Weihnachts-Recap

Theo
6. Januar 2024

Die Weihnachtsgeschichte in der göttlichen vs. menschlichen Version

Also ich finde die Weihnachtsgeschichte ja total absurd. Und gerade deshalb glaube ich sie. Viele Leute tun sich ja schwer mit der biblischen Weihnachtsgeschichte, doch, sind wir mal ehrlich: Wer würde sich so eine Geschichte bitteschön ausdenken? Dass eine Jungfrau ein Baby bekommt und es dann auch noch zwischen Tür und Angel zur Welt bringt und das der Messias sein soll? Wie bitte? Das klingt in meinen menschlichen Ohren wie das reinste Märchen! Da hat sich ja jemand eine tolle Geschichte ausgedacht – vielleicht wirklich in der Hoffnung, ein Großteil der Menschheit würde Hunderte und Tausende von Jahren später gemütlich in der weihnachtlich dekorierten Wohnung mit Lichterkette sitzen, um sich bei Keksen und Glühwein eine kuschelige Geschichte vorzulesen. Doch, Moment mal … Erstens ist die Weihnachtsgeschichte gar nicht so kuschelig, also eigentlich wirklich überhaupt nicht (!), und zweitens würde sich ja wohl niemand SO eine Geschichte ausdenken, zumindest niemand, der seine Glaubwürdigkeit erhöhen will. Hier kommen ein paar Punkte, die mir an der Weihnachtsgeschichte neu aufgefallen sind, und die mich gerade aufgrund ihrer Abartigkeit ziemlich faszinieren:


  • Maria: Maria war kurz gesagt eine ziemlich unbedeutende, junge Frau, die noch nicht einmal volljährig war. Eine Gläubige, ja, sehr sogar, aber das war’s dann auch. In einem offiziellen Bewerbungsverfahren hätte sie wohl keine besonders guten Chancen gehabt, sich durchzusetzen als leibliche Mutter von Gott selbst. Außerdem war sie, wie wir ja alle wissen, nicht verheiratet. Autsch. Spätestens hier wäre sie ausgeschieden: Kein Foto für Maria von Heidi Klum, kein Recall bei DSDS, kein Buzzer bei The Voice und keine Rose vom Bachelor, oder wie auch immer das heutzutage ablaufen würde …
    Doch Gott entscheidet sich trotzdem für Maria. Und zwar ziemlich dramatisch, nämlich mit der Ankündigung einer Schwangerschaft. Und das in einer Zeit, in der man als Frau für unehelichen Sex gesteinigt wurde. Das Ganze war also nicht nur äußert untraditionell, sondern auch echt gefährlich! Und Maria so: „Okay, ich mach’s.“ Krass! Den Mut hätte ich mal gern!
    Fakt ist also:
    Gott kommt gerade durch die ungeplante Schwangerschaft einer Unverheirateten in diese Welt. Von allen Wegen, die er hätte wählen können, wählt er ausgerechnet diesen. Na, wenn das nicht ein Statement ist! Und ein ganz schöner Affront und minimaler Wink mit dem Zaunpfahl gegenüber den Religiösen – damals wie heute – aber wirklich nur minimal.

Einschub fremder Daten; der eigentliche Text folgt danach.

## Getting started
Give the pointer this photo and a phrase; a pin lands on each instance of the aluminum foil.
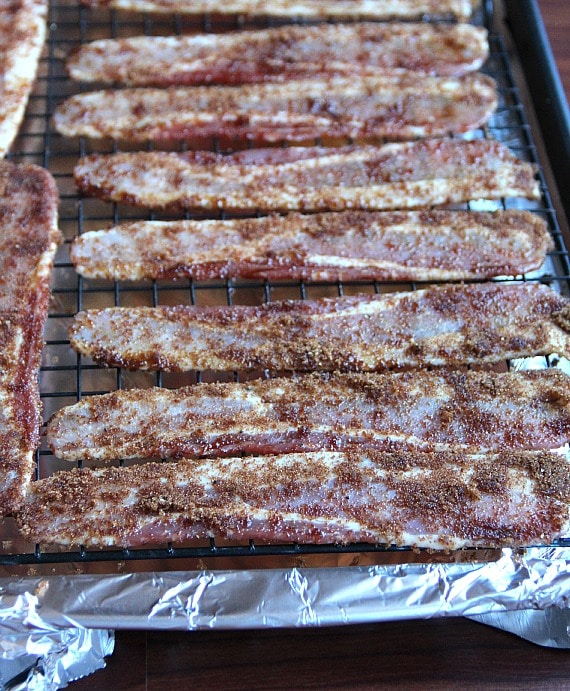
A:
(57, 628)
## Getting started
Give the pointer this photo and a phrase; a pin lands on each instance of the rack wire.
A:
(66, 377)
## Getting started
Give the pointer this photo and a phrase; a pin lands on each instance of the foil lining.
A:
(57, 628)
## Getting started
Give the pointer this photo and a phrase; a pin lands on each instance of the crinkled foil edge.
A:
(59, 628)
(537, 579)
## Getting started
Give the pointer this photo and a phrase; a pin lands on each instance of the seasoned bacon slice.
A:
(404, 175)
(392, 107)
(427, 411)
(438, 501)
(445, 325)
(282, 53)
(310, 9)
(22, 36)
(28, 241)
(330, 246)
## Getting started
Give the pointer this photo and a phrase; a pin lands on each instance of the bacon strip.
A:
(29, 238)
(331, 246)
(445, 325)
(392, 107)
(22, 36)
(426, 411)
(314, 9)
(438, 501)
(282, 53)
(404, 175)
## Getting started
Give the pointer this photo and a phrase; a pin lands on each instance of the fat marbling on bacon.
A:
(282, 53)
(28, 241)
(292, 9)
(425, 411)
(402, 175)
(439, 501)
(330, 246)
(22, 36)
(393, 107)
(444, 325)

  • Die Volkszählung: Na, erinnert ihr euch noch an den Zensus 2022? Tja, manche Dinge ändern sich wohl nie. Maria und Josef müssen kurz vor dem Geburtstermin nach Bethlehem reisen, um sich dort manuell in Josefs Heimatstadt als Einwohner des Landes registrieren zu lassen. In einer Zeit, in der es keine Autos, Züge, Flugzeuge oder andere komfortable Fortbewegungsmittel gab. Ein Esel musste reichen. Die Armen. Einer Hochschwangeren eine so beschwerliche Reise auf den letzten Metern ihrer Schwangerschaft aufs Auge zu drücken … hm vielleicht auch nicht der schönste Teil, den man sich für die Geschichte eines Königs ausgedacht hätte, oder?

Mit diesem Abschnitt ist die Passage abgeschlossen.